Ceux qui ont un plus grand bateau partent pêcher au grand large à la recherche de thons ou de MahiMahi. Ce dernier est plus connu sous le nom de poisson-dauphin même s’il n’a rien à voir avec le cétacé. C’est sa curiosité le poussant à s’approcher des bateaux qui lui a valu ce surnom.

Mahimahi et un célèbre inconnu.

C’est au grand large aussi que beaucoup de pêcheurs s’adonnent au downrigging.
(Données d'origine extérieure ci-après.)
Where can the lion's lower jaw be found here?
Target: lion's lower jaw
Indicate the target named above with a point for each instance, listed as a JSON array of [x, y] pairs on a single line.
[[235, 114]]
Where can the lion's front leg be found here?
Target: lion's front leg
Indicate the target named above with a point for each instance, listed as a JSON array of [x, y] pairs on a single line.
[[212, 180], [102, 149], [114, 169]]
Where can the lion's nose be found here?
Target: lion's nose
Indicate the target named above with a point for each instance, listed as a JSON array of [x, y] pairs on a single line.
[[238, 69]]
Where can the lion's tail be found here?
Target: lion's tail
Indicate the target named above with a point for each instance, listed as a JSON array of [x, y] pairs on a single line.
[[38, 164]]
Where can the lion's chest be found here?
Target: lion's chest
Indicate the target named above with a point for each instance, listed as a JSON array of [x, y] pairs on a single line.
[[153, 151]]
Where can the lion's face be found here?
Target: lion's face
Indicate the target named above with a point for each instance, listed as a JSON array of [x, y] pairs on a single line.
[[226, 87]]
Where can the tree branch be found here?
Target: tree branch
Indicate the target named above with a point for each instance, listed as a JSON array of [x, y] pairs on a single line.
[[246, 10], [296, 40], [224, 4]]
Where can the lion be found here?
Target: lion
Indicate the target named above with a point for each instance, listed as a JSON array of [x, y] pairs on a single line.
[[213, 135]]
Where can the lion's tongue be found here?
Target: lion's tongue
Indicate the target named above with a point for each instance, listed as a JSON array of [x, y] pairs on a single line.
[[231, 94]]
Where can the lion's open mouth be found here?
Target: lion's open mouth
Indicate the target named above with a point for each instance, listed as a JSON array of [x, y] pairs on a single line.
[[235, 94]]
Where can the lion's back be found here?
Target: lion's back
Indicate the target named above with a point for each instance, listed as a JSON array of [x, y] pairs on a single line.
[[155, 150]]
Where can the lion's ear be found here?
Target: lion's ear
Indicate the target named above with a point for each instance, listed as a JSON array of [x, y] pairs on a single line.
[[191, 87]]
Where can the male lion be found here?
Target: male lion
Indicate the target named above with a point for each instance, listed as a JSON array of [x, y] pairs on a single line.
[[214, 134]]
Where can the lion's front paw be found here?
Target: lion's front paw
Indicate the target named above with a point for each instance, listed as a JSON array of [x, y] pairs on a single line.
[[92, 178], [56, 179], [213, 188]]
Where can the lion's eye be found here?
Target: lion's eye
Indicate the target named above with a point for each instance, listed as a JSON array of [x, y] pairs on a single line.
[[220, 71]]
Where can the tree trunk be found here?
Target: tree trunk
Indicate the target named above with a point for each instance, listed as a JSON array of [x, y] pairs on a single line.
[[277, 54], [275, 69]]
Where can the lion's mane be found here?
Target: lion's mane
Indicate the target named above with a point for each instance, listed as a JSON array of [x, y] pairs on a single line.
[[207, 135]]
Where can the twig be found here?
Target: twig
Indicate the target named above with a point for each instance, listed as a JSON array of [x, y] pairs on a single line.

Cela consiste à envoyer l’hameçon en profondeur à l’aide d’une corde à laquelle un poids important est accroché pour aider l’hameçon à lutter contre les courants jusqu’à ce qu’il atteigne le fond. Cela permet d’attraper les poissons qui s’y trouvent et lorsqu’ils y mordent, l’essentiel est de remonter la ligne le plus vite possible pour qu’aucun requin ne fasse un festin de votre capture, ce qui arrive très souvent.

Les excursions

Comme l’Australie est grande et les eaux de température variable, les poissons ne sont pas les mêmes partout et le tourisme autour de la pêche s’est développé.

Au nord du Queensland se trouve Cairns. C’est là que les départs pour la pêche au marlin se font. Le marlin est un poisson-sport : très difficile à attraper, sa capture est source de fierté pour les pêcheurs, qui sont très peu nombreux à le consommer…
Mais c’est un sport de riches, les adeptes peuvent dépenser plus de 1000 euros pour partir à sa recherche car il vit à 150 km des côtes et peut atteindre jusqu’à 700 kg. Il faut donc un matériel de pêche résistant à des poids importants et un bateau assez grand pour naviguer en grandes eaux.

Deux pécheurs qui libèrent un marlin après sa capture.

Le territoire du nord est très réputé pour la pêche au Barramundi d’eau salée, poisson qui peut peser jusqu’à 45 kg. Il est considéré lui aussi comme un poisson-sport mais n’est pas pêché uniquement pour la gloire. Son prix élevé, sa chair tendre et délicieuse et son poids souvent important en font un poisson qu’il est bon d’attraper pour nourrir et impressionner les amis. C’est aussi un poisson qui a la particularité de changer de sexe à l’âge de 2 ans, passant alors de mâle à femelle.

Le barramundi… à moins qu’on ne dise “la” ?

En Tasmanie, ce sont les poissons d’eau douce qui attirent les touristes et parmi les plus célèbres, la truite. Elle a été importée en 1886 par les colons anglais sous la forme d’œuf, puis transportée par bateau depuis l’Angleterre, faute de pouvoir faire reproduire les truites anglaises dans leur nouveau pays. Il est toujours possible de visiter l’endroit où ces œufs sont arrivés, furent développés puis reproduits avant l’introduction de la truite dans les nombreux lacs et rivières tasmaniennes. Même si aujourd’hui l’endroit ressemble plus à un parc à touristes où il est possible de nourrir toutes sortes de truites, le musée de la pêche y est très intéressant et renferme de nombreuses preuves de vie.